According to Ezzat, harassment in workplace is a more complicated dilemma than in public places; thus its self-prepared draft law previously sent to the former cabinet, the New Woman foundation has concentrated on this subject in a separate article for its importance in their view point.

“What would guarantee that if a woman reported a harassment case to the police against her boss for example, that she won’t be subjected to other forms of pressure like expulsion from work,” questioned Ezzat.

“It is a positive step, I believe, that the government started to admit the presence of a serious problem, but it is unacceptable to let them seize the decision making process regarding what is supposed to be based on a societal discussion,” stated Ezzat.
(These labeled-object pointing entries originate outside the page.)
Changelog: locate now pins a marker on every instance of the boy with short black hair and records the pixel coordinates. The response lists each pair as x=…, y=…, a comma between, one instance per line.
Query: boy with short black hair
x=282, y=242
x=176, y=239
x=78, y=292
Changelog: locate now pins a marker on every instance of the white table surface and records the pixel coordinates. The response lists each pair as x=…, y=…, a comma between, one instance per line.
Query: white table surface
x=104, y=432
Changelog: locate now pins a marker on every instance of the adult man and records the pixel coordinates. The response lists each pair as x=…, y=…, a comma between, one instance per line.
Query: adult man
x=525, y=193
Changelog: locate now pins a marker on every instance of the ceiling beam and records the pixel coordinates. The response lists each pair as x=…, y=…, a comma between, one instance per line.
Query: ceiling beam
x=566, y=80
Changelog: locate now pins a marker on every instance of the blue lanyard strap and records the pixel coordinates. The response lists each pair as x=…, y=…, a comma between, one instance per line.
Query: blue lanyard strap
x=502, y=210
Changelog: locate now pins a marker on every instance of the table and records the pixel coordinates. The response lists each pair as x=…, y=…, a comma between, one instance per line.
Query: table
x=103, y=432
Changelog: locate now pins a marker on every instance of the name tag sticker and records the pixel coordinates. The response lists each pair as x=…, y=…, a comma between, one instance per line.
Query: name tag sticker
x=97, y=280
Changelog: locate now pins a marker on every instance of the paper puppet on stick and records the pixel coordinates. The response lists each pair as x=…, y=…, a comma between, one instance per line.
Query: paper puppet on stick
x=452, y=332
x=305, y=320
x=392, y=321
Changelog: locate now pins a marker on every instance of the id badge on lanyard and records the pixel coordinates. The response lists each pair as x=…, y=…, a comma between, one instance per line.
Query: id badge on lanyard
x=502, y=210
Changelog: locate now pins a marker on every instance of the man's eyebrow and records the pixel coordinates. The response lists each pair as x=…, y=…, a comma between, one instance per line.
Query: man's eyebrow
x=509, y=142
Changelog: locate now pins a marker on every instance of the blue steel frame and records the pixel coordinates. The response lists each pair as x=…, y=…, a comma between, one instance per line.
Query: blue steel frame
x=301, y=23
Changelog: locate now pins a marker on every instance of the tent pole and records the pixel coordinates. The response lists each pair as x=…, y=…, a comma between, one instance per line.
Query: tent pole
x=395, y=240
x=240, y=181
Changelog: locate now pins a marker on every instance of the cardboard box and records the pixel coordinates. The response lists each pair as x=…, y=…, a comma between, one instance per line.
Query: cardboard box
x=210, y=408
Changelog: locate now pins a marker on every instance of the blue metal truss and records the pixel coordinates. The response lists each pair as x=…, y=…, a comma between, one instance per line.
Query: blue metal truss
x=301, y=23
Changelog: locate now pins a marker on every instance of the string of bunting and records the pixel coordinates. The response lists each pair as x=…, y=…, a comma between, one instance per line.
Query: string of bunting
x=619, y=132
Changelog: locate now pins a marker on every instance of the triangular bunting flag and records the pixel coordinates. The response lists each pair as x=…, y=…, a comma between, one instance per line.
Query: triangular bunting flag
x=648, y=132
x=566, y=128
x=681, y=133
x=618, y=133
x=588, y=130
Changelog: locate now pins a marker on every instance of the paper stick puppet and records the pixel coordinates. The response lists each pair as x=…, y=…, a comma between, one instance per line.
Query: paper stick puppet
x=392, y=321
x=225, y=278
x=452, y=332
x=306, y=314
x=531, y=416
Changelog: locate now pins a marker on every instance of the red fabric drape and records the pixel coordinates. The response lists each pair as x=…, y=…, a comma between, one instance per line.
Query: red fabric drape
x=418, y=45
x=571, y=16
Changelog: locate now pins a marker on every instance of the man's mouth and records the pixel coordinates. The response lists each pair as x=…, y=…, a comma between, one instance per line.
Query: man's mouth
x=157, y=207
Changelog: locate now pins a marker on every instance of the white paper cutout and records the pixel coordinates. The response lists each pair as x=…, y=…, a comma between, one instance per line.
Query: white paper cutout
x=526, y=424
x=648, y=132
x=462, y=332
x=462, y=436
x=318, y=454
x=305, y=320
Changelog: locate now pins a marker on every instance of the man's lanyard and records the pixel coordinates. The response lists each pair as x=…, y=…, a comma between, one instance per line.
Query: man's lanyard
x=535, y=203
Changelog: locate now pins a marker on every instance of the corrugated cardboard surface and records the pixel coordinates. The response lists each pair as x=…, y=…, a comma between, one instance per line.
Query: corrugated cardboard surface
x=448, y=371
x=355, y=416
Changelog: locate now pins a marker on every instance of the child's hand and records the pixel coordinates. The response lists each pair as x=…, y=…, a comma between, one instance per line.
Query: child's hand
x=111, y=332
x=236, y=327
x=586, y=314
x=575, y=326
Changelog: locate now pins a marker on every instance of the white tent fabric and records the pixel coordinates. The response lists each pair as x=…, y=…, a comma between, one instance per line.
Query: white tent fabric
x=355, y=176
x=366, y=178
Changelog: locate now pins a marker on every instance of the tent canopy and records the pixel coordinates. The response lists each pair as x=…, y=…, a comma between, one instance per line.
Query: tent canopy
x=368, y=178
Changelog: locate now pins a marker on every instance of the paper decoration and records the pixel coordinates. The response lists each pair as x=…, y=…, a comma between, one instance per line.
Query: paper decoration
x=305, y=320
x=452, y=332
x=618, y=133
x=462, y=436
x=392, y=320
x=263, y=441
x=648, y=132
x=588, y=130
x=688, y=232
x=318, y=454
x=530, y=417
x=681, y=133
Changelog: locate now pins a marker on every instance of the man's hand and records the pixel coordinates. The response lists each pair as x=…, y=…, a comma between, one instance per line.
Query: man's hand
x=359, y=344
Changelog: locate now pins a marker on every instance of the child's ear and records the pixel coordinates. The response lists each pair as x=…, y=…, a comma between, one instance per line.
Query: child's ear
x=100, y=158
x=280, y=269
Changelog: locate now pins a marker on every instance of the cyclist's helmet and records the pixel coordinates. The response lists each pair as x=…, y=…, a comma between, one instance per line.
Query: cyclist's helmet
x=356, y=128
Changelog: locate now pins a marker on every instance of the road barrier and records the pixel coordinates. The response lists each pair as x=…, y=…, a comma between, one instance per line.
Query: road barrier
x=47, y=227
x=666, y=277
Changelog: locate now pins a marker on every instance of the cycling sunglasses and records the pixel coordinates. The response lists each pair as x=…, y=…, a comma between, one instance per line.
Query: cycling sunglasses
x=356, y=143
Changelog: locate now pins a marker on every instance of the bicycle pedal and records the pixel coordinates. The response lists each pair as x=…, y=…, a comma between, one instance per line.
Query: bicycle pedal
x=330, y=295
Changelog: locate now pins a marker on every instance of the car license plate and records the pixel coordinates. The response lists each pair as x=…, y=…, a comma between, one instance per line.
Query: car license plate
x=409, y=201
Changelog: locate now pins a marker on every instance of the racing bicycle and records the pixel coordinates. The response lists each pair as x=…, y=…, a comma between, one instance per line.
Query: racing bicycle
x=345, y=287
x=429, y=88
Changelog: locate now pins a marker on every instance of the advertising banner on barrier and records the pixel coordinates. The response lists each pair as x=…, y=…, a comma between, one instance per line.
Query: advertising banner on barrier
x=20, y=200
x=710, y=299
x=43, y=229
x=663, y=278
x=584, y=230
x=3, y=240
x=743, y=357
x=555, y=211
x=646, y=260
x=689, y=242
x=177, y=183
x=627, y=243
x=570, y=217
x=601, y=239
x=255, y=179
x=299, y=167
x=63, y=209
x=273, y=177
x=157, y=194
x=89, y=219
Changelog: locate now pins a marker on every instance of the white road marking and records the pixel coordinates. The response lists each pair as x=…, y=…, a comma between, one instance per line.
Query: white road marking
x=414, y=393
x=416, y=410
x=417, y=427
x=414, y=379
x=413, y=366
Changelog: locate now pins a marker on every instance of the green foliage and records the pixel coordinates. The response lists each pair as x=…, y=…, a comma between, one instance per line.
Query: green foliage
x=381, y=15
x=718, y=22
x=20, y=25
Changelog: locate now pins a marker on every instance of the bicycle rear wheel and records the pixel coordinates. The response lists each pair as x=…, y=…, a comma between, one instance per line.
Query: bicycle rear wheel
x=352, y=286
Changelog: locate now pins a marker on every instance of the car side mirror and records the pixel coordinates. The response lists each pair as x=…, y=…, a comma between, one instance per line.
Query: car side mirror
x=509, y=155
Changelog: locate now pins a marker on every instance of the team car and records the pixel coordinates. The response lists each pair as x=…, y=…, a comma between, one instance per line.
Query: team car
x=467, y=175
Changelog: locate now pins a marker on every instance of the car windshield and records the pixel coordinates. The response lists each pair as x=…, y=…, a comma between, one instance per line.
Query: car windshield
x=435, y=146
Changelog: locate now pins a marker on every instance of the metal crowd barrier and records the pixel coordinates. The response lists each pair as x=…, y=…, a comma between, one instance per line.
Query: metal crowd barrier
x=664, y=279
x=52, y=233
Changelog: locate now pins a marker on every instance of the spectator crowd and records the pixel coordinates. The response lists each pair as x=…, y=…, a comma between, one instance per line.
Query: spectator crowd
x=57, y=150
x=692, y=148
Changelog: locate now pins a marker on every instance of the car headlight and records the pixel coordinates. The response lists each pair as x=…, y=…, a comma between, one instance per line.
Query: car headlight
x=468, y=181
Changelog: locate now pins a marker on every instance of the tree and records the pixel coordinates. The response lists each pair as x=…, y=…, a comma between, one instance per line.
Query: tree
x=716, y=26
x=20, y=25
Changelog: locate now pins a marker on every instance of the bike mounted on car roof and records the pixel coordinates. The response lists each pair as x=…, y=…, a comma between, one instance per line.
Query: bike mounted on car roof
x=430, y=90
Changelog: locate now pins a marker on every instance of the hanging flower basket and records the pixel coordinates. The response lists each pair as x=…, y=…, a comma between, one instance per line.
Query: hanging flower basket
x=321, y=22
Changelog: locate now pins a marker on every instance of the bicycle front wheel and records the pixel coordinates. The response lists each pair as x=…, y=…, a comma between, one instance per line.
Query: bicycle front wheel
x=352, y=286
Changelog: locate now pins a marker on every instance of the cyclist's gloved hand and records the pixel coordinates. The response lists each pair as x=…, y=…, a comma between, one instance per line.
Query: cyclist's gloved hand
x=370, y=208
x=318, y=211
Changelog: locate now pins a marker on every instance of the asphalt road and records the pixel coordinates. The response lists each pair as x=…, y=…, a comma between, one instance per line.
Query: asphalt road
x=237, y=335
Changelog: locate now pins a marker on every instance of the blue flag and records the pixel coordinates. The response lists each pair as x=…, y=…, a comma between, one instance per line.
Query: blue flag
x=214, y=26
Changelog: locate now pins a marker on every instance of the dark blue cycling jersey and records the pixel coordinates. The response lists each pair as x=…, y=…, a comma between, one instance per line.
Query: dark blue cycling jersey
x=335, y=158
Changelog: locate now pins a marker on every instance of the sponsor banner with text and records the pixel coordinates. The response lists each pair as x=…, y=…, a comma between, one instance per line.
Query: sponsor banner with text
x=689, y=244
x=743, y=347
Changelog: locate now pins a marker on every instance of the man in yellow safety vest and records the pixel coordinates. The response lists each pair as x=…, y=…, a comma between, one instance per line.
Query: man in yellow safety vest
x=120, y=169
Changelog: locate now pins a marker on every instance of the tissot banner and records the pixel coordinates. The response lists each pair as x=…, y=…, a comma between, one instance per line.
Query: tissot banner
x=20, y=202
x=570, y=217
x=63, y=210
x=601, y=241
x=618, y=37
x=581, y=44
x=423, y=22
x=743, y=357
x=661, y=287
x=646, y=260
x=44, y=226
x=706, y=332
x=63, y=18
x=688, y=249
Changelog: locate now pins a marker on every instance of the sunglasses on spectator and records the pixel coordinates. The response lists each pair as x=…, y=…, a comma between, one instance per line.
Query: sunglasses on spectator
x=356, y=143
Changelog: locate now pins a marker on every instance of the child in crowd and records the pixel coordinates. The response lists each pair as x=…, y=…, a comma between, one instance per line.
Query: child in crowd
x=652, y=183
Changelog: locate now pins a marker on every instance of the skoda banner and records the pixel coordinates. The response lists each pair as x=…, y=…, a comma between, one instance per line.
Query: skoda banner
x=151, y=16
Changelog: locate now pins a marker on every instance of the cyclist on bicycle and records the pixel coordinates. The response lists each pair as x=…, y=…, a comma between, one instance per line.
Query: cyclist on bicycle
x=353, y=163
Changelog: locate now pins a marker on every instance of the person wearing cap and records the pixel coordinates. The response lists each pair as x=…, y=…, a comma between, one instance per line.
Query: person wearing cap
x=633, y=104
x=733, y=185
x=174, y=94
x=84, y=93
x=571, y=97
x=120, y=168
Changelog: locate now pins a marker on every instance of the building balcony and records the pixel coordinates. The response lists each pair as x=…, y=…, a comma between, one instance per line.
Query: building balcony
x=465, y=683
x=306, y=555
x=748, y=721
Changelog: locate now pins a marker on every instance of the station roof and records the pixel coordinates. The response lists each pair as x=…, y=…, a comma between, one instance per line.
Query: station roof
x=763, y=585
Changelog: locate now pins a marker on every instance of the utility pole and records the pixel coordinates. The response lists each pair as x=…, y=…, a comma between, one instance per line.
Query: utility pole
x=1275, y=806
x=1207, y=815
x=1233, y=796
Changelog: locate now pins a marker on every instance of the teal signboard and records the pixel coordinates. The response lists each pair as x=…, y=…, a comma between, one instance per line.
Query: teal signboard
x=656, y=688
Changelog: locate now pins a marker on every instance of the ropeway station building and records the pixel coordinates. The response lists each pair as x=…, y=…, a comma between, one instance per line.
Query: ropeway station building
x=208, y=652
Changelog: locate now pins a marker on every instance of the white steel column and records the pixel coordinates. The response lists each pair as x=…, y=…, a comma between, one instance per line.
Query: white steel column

As a means of pressure to push the authorities to a dialogue where all concerned organizations and entities can express their views and suggestions, before the revolution the foundation held a number of meetings with some of these organizations and various lawyers of the Constitutional Court to speak up about the issue, along with some of the former female parliament members.

“We will continue to demand the concept of societal dialogue about this issue after the 25th of January [revolution] and will carry on the initiatives we started to eliminate and abolish all forms of sexual violence against women,” Ezzat told Bikya Masr.

“Although we care much about women in this concern, our ordinance didn’t differentiate between men and women in the sanctions and asked to apply proper sanctions to the crime,” she added.

The New Woman Foundation has launched a campaign to raise awareness among people about the issue and to let them pass suggested solutions of their own to the public.

The foundation also prepared a work plan to reactivate the “typical” authorities such as the parliament, in their concern with passing a respectable law that preserves the dignity of women.

Until the dilemma around the new law is solved, women now can use another tool that may help them protect themselves.

HarrasMap is an online initiative launched by four young women. They created a website that uses an interactive map that highlights the hotspots of sexual harassment in Egypt.

Anyone can contribute to the map by identifying the kind of abuse they were subjected to, choosing from nine listed categories, which include everything ranging from inappropriate touching to stalking to phone calls and even to facial expressions.

“That way women can just go in, locate the area they need to go to on the map and zoom in to find the level, and kind of harassment,” said Engy Ghozlan, one of the founders of the site.

By any means the new draft law should be a step forward to bring down the wall of silence built around the case by the government, who instead of condemning the mass sexual harassment that took place in October 2006 in central Cairo, it accused those who captured the events on video and published them on the Internet of “defaming the state.”